Other big players weighed in as well. Jon Ortiz writes:

Public pension-change advocates, including Democratic San Jose Mayor Chuck Reed, say the proposal is another sign that the union-dominated CalPERS board “is doing what they can to resist reforms. … They’re in favor of anything that expands benefits.”

Elk Grove City Manager Laura Gill said including temporary upgrade pay “really does invite spiking” and threatens to erode savings from pension changes the Sacramento suburb has enacted the past couple of years, such as city employees paying their share of pension costs.

If such practices became standard, “it would put us backward from all the work we’ve done to have a sustainable and sound pension system,” Gill said.

Unions responded as well, but they were receptive to CalPERS’ plan. From the Sacramento Bee:

Mike Durant, president of the union-backed Peace Officers Research Association of California, dismissed those kinds of concerns. If a city or the state needs pension relief, he said, “they can bargain it.”

Instead, he said, government employers expect CalPERS to save them from themselves.

“They want to put it on the backs of someone else to make those decisions rather than making it themselves,” he said.

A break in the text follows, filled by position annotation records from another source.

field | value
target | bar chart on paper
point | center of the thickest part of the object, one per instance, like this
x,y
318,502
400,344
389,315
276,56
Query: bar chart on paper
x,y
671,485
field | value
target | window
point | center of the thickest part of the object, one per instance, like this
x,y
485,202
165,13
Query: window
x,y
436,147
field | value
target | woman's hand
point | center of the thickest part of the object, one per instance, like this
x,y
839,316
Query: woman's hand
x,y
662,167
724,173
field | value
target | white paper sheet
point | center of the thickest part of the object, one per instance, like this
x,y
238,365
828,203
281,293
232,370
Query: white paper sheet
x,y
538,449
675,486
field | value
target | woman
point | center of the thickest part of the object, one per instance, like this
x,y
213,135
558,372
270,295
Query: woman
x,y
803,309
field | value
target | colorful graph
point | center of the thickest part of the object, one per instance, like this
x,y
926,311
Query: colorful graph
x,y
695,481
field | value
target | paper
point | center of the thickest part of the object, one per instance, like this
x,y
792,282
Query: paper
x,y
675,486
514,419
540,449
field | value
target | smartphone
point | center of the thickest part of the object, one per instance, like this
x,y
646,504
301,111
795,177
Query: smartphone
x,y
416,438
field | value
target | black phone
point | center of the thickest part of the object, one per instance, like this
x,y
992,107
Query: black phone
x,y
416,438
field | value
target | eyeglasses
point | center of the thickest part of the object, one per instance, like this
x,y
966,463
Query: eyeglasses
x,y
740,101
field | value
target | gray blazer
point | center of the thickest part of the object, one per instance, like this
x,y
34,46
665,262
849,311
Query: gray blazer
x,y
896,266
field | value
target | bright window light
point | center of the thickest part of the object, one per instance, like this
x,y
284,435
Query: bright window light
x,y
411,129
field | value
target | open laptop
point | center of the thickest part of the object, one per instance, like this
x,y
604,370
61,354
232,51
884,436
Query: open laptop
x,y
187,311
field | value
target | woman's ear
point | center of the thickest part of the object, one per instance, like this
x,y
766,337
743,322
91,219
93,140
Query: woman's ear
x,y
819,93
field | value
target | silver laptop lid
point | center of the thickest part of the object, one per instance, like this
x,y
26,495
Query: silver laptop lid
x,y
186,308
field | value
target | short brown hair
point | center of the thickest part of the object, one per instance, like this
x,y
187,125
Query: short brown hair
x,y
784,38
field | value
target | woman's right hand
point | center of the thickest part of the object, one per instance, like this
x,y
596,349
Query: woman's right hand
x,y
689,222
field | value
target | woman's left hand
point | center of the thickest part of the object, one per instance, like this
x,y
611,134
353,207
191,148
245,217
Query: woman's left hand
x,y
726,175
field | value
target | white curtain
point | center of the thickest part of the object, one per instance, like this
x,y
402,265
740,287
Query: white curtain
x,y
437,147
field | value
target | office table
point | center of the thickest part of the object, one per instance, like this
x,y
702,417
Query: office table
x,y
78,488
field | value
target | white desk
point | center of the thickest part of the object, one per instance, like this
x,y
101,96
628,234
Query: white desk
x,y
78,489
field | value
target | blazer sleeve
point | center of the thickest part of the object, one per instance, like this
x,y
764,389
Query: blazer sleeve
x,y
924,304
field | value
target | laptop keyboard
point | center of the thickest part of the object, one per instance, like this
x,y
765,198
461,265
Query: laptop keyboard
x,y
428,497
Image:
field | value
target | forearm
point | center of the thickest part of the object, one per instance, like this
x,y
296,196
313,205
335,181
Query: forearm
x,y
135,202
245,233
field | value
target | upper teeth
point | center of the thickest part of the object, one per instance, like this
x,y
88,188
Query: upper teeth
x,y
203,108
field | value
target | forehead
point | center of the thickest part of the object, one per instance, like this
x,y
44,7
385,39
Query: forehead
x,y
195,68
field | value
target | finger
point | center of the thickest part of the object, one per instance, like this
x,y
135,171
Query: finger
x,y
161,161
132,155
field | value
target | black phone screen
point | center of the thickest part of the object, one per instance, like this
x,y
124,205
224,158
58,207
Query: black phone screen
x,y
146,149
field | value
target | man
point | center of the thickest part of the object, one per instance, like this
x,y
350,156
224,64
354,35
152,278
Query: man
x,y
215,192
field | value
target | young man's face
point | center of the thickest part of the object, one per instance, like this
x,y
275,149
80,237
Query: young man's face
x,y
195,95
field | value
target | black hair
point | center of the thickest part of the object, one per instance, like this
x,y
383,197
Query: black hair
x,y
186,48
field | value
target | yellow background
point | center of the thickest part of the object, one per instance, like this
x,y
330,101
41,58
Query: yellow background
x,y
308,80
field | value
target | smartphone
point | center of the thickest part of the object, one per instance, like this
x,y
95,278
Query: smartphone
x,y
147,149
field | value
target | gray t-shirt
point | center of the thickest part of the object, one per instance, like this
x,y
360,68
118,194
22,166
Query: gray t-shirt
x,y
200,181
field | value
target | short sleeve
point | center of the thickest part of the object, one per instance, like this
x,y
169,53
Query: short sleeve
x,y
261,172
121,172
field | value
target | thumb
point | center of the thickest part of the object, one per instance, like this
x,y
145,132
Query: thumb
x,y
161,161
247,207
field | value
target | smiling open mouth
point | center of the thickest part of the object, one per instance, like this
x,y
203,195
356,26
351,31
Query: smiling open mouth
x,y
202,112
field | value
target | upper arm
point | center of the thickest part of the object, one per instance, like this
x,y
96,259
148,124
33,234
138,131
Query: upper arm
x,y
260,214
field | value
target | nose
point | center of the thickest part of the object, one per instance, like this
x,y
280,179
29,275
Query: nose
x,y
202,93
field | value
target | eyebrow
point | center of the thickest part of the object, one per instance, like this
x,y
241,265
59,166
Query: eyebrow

You can bet CalPERS is listening to all this. And the pension fund responded to the criticisms in a statement sent out to numerous newspapers, including the Daily Bulletin:

CalPERS has approached this issue with full transparency and sought stakeholder input along the way, including employee and employer feedback. The purpose of the public hearing is to seek even greater input on what compensation should and should not be counted toward pensions.

While reasonable people may disagree about what aspects of a public servant’s compensation should count toward a pension, an editorial should stick to the facts and not try to inflame readers with inaccurate terms like pension spiking. Pay for a service is still compensation at the end of the day. Our staff made a recommendation based on a good-faith interpretation of the law. If changes need to be made, we welcome the public’s input.

CalPERS is holding a hearing today to gather the public’s comments on the proposed rules. Once the hearing is wrapped up, the full CalPERS board will vote on the rules, likely on Wednesday.